3Maria en Marta stuurden iemand naar Jezus om te zeggen: ‘Heer, uw vriend Lazarus is ziek.’ 4Toen Jezus dat hoorde, zei hij: ‘Lazarus is niet ziek geworden om voorgoed te sterven. Dit gebeurt zodat Gods hemelse macht zichtbaar kan worden. Dan zal Gods Zoon de hoogste eer krijgen.’ 5Jezus hield veel van Marta, Maria en Lazarus.
Lazarus is gestorven
6Jezus had dus gehoord dat Lazarus ziek was.

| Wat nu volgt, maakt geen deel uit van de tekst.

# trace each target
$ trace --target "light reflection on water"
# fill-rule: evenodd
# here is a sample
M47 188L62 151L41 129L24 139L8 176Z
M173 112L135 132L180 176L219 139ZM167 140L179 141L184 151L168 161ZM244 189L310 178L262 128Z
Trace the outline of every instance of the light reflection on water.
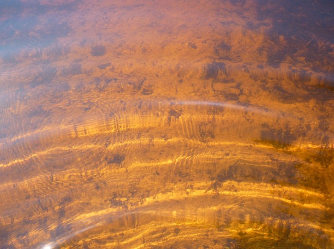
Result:
M0 247L333 246L332 2L0 7Z

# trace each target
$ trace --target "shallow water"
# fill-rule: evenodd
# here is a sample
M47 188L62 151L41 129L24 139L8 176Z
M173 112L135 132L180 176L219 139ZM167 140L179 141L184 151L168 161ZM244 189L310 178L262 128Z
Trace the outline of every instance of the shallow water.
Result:
M330 1L0 3L0 248L332 248Z

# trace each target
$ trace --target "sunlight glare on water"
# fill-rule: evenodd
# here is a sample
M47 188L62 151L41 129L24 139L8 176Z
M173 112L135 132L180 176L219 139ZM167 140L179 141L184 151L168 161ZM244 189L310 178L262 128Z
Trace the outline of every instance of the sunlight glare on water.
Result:
M0 248L332 248L333 13L0 1Z

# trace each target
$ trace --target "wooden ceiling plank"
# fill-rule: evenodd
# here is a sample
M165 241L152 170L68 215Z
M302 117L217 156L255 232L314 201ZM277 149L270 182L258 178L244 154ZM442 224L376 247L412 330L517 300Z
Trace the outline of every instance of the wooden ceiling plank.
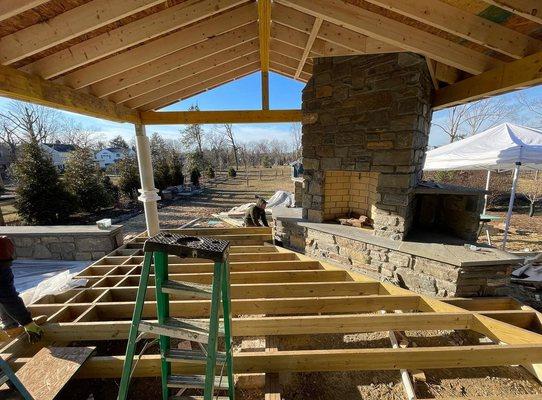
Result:
M0 66L0 96L110 121L139 122L135 110L4 65Z
M539 40L443 1L367 1L516 59L542 50L542 42Z
M500 7L528 20L542 24L542 4L540 0L482 0Z
M297 69L295 71L295 75L294 75L295 79L299 78L299 75L301 75L301 71L303 71L303 67L305 66L307 57L309 56L312 46L314 45L314 41L316 40L318 36L318 31L320 30L320 27L322 26L322 22L324 22L322 18L316 18L314 21L314 25L312 26L311 33L309 34L309 37L307 39L307 44L305 45L305 50L303 51L303 55L301 56L301 60L299 61L299 65L297 66Z
M284 54L280 54L280 53L277 53L275 51L271 51L271 60L274 63L284 65L284 66L286 66L288 68L293 68L293 69L296 70L296 72L297 72L297 68L298 68L299 63L300 63L299 58L292 58L292 57L289 57L289 56L285 56ZM305 72L307 74L312 75L312 65L304 64L303 69L300 71L300 74L301 74L301 72ZM295 77L295 75L294 75L294 77ZM299 77L299 75L298 75L298 77Z
M164 93L171 93L179 91L179 88L187 89L191 86L195 86L202 81L209 80L215 76L221 75L221 73L227 73L231 70L244 67L253 63L258 59L258 49L252 48L248 54L241 54L233 59L223 59L221 63L210 68L195 69L192 74L186 74L183 69L178 71L172 71L172 77L170 82L165 85L156 87L154 90L150 90L147 93L129 100L125 103L127 107L139 108L145 104L151 103L164 96Z
M49 0L0 0L0 21L14 17L34 7L41 6Z
M85 3L0 38L0 63L12 64L160 3L163 0L94 0Z
M253 22L101 80L91 85L90 91L98 97L108 96L181 66L196 62L211 54L232 49L239 44L257 38L258 26L256 22Z
M502 62L460 44L339 0L276 0L288 7L407 51L478 74Z
M147 79L137 85L123 89L109 96L109 100L115 103L134 100L171 83L180 81L219 65L226 64L233 59L246 56L256 51L258 51L258 44L256 40L241 43L240 45L232 47L231 49L226 49L218 53L211 53L208 55L208 57L201 58L196 62L180 66L179 68L168 71L165 74L161 74L154 78Z
M435 92L433 107L441 109L542 83L542 52L463 79Z
M172 102L183 100L189 97L194 96L195 94L210 90L216 86L220 86L224 83L230 82L234 79L238 79L242 76L246 76L260 69L259 55L256 56L256 61L245 65L241 68L228 70L227 68L221 68L222 71L225 71L223 74L217 75L214 74L213 77L208 78L207 80L200 80L197 85L194 85L189 88L177 87L177 90L170 93L163 93L163 96L152 103L148 103L145 106L141 107L141 111L150 111L160 109Z
M295 79L295 68L290 68L285 65L279 64L271 60L269 64L271 71L276 72L277 74L283 75L290 79ZM310 75L302 72L301 75L296 79L301 82L307 82L310 79Z
M229 0L231 2L239 0ZM209 12L214 10L213 7ZM198 14L200 15L200 14ZM175 33L145 43L134 49L127 50L116 56L98 61L92 65L71 72L62 78L62 81L74 89L92 85L107 77L120 74L124 71L154 61L175 51L193 46L207 40L209 37L234 30L243 25L250 24L255 18L254 4L247 4L228 13L191 25ZM232 43L233 45L234 43Z
M258 0L262 110L269 110L269 45L271 42L271 0Z
M245 1L188 0L46 56L23 67L22 70L45 79L55 78Z

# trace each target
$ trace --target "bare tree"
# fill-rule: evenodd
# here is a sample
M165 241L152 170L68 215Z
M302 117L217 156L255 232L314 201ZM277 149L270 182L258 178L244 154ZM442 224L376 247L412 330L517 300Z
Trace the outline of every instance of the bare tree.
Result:
M59 139L64 143L92 150L98 150L99 136L96 131L85 128L72 119L64 120L58 134Z
M199 107L191 106L189 111L199 111ZM181 142L187 147L196 146L196 151L203 155L203 142L205 133L200 124L188 125L183 131L181 131Z
M504 101L484 99L448 109L442 121L433 119L433 125L442 129L450 142L455 142L504 122L509 116L510 109Z
M10 147L15 155L19 143L53 140L59 131L62 118L58 111L47 107L13 101L0 112L0 140Z
M226 140L230 143L230 146L233 151L233 157L235 159L235 170L238 171L239 170L239 156L238 156L238 147L235 143L235 137L233 136L233 125L224 124L222 132L224 133Z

Eerst bleef hij nog twee dagen op de plaats waar hij was. 7Daarna zei hij tegen zijn leerlingen: ‘Kom, we gaan weer naar Judea.’
8De leerlingen zeiden: ‘Meester, daar kunt u toch niet naartoe gaan! Een tijdje geleden wilden de mensen in Judea u doden!’ 9Maar Jezus zei: ‘Overdag is het twaalf uur lang licht. Zolang het licht is, kun je veilig reizen. Zo is het ook met mij. Ik ben het licht voor deze wereld. Bij mij ben je veilig. 10Pas als ik er niet meer ben, komt de nacht. Dan loopt het slecht af met iedereen die leeft zonder mijn licht.’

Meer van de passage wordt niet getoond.